The expression "divisible property" is also defined in s.187(1), and reference to that definition, set out below, shows that one ascertains the extent of the divisible property from s.116, which defines it for the purposes of a bankruptcy. A more difficult question would have arisen if the $3,000 had been loaned to the respondent on the basis that the fees would be paid out of it and any surplus would form part of the estate. Here the surplus was $119 - a very small sum compared with the $6m. in debts. I discussed a similar situation in Re Beames; Ex parte Beneficial Finance Corporation Ltd. (1985) 7 FCR 216, but it appears to me unnecessary to consider here what the position would have been if nothing of consequence, rather than absolutely nothing, had been assigned. It would seem clear enough that in the latter case the deed is void; a transfer of no property has no legal effect.
Mr. Fryberg Q.C. argued that even if the money was lent to the respondent, there was no property on which the deed could operate for quite another reason, namely that the bank account of Pettit and Sevitt Sales Pty. Ltd. was not debited until the day of execution of the deed. He referred to the definition of "divisible property" in s.187(1) which is as follows:
"'divisible property', in relation to a deed of assignment executed by a debtor, means the property, other than property that was acquired by, or devolved on, the debtor on or after the day on which he executed the deed, that would be divisible amongst his creditors under Part VI if he had become a bankrupt on that day;".
In Re Hone (1951) 1 Ch 85 a cheque was paid into a banking account of a creditor on a day on which the drawer filed her own petition in bankruptcy and was adjudicated bankrupt. The cheque was honoured later, and Harman J. held that the money paid was an asset of the bankrupt paid away without the trustee's authority. Harman J. took the view that the creditor did not receive payment until the cheque was honoured.

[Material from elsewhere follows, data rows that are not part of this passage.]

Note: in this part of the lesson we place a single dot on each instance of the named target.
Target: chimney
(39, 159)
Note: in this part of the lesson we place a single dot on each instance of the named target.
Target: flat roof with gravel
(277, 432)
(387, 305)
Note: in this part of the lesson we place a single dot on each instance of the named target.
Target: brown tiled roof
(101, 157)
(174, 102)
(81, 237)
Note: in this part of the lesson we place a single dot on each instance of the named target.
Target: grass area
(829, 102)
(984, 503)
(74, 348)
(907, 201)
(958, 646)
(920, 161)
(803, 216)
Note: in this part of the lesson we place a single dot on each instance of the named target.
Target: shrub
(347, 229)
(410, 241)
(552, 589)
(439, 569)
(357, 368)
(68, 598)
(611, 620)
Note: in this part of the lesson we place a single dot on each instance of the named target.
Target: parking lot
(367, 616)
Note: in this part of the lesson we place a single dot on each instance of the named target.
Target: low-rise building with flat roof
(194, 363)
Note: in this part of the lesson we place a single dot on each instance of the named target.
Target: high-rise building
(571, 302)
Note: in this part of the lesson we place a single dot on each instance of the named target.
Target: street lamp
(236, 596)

However, assuming there was a loan to the respondent, the cheques were held by Touche Ross and Co. for the respondent on 13 April 1986, the day before the deed. It is questionable whether, on that assumption, Pettit and Sevitt Sales Pty. Ltd. could have been successfully sued on the cheques. I find it unnecessary to reach a conclusion on that aspect of the matter.
It may seem odd that the validity of the deed turns upon such technical considerations. Looking at the matter more broadly, what in substance happened was that Pettit and Sevitt Sales Pty. Ltd. arranged to pay the costs associated with the deed of assignment, and the issue is whether they did so in such a fashion that on the day before the deed the respondent had any "divisible property" on which the deed could operate. In my view, that result was not achieved.

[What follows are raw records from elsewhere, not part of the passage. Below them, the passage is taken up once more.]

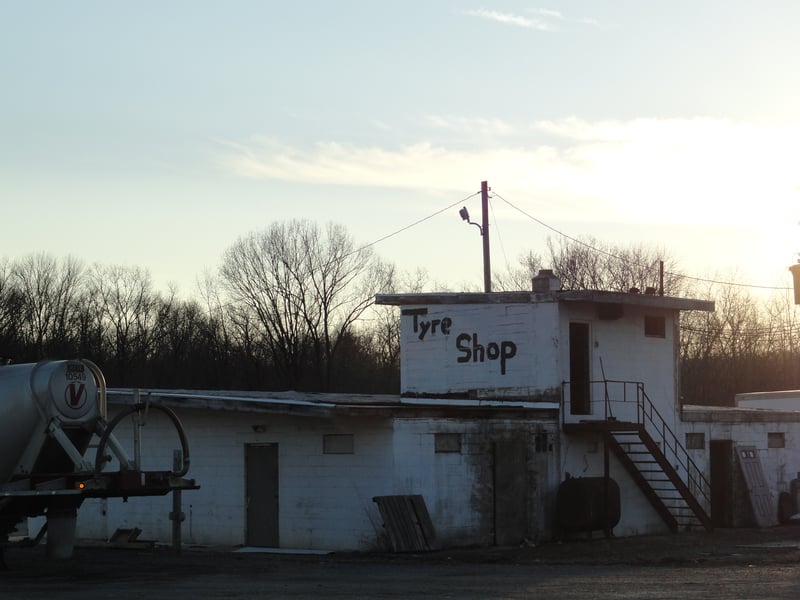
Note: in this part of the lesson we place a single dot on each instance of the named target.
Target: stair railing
(652, 421)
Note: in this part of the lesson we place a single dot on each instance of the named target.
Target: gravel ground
(741, 563)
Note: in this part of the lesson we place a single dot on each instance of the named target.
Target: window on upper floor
(655, 326)
(447, 443)
(338, 443)
(695, 441)
(776, 439)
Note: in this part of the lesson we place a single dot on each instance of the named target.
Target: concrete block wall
(325, 500)
(458, 486)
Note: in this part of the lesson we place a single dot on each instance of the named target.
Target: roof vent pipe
(546, 281)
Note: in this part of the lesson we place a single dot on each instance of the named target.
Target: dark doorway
(721, 455)
(261, 471)
(510, 492)
(579, 394)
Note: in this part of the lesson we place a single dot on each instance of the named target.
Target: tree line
(291, 307)
(747, 344)
(286, 311)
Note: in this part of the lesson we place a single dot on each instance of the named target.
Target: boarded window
(337, 443)
(695, 441)
(542, 443)
(776, 439)
(447, 442)
(655, 326)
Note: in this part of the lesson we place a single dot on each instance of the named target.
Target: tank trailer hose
(100, 459)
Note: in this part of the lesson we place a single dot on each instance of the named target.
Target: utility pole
(487, 268)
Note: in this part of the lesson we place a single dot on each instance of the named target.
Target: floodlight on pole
(484, 229)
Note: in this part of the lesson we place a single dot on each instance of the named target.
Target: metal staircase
(653, 457)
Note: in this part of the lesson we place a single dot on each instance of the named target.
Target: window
(337, 443)
(776, 439)
(541, 442)
(695, 441)
(655, 326)
(447, 442)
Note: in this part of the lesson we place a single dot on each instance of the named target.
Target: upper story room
(532, 345)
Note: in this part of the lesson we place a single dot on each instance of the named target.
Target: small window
(695, 441)
(447, 442)
(655, 326)
(776, 439)
(337, 443)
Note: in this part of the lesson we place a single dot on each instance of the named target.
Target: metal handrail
(648, 417)
(695, 478)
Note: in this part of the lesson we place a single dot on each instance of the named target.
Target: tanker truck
(52, 413)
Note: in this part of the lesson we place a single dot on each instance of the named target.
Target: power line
(600, 251)
(414, 224)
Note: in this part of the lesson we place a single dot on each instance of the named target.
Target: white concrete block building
(525, 415)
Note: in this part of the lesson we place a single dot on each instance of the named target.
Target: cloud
(510, 19)
(640, 170)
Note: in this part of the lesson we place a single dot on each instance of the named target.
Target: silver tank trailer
(49, 413)
(33, 396)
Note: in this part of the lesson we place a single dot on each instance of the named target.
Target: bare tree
(588, 264)
(126, 309)
(306, 286)
(49, 289)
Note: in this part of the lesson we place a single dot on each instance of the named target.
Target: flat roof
(737, 414)
(328, 405)
(590, 296)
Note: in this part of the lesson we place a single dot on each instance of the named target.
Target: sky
(154, 134)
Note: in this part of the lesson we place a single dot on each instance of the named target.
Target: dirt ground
(744, 563)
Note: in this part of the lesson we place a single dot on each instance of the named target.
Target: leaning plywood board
(764, 506)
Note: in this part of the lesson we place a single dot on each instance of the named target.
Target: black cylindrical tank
(584, 504)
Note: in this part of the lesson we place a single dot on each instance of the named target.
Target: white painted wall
(442, 360)
(783, 400)
(780, 465)
(627, 355)
(325, 500)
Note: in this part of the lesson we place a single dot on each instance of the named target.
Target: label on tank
(76, 389)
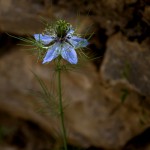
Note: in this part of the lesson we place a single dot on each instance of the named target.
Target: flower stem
(61, 105)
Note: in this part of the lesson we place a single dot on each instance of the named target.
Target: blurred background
(107, 100)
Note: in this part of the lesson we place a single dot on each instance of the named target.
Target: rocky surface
(106, 101)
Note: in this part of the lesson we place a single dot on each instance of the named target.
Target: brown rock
(129, 62)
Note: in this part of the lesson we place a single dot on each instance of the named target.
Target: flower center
(61, 29)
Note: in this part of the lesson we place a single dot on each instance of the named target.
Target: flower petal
(45, 39)
(78, 42)
(52, 53)
(69, 54)
(70, 32)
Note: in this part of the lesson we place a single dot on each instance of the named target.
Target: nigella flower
(61, 41)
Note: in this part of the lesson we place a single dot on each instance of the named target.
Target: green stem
(61, 105)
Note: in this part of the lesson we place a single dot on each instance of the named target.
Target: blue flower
(61, 45)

It is necessary now to turn to the cross-application. I held in Re Lawrence (above) that in such a situation as this, time can be extended, and that view was not challenged. It seems clear, however, that time should not be extended as a matter of discretion, because the deed is void. Mr. O'Donnell argued, persuasively as I thought, that on the facts of this case no practical advantage will accrue to anyone if the respondent becomes bankrupt. He pointed to evidence that the respondent will lose his job if he fails in these proceedings; I do not quite understand why that should be so. However, if there were no objection to the deed other than the technical matter of incorrect witnessing, I would extend the time. I will not do so because, if correctly executed, the deed would, in my opinion, have assigned nothing. The deed is not only void as a matter of law but has not a practical effect of the kind the statute presumably contemplates.
There will be a declaration that the deed of assignment is void as not having been executed in accordance with the requirements of s.216(2) of the Bankruptcy Act, and because there was no divisible property on which it could operate. The cross-application will be dismissed. The respondent must pay the costs.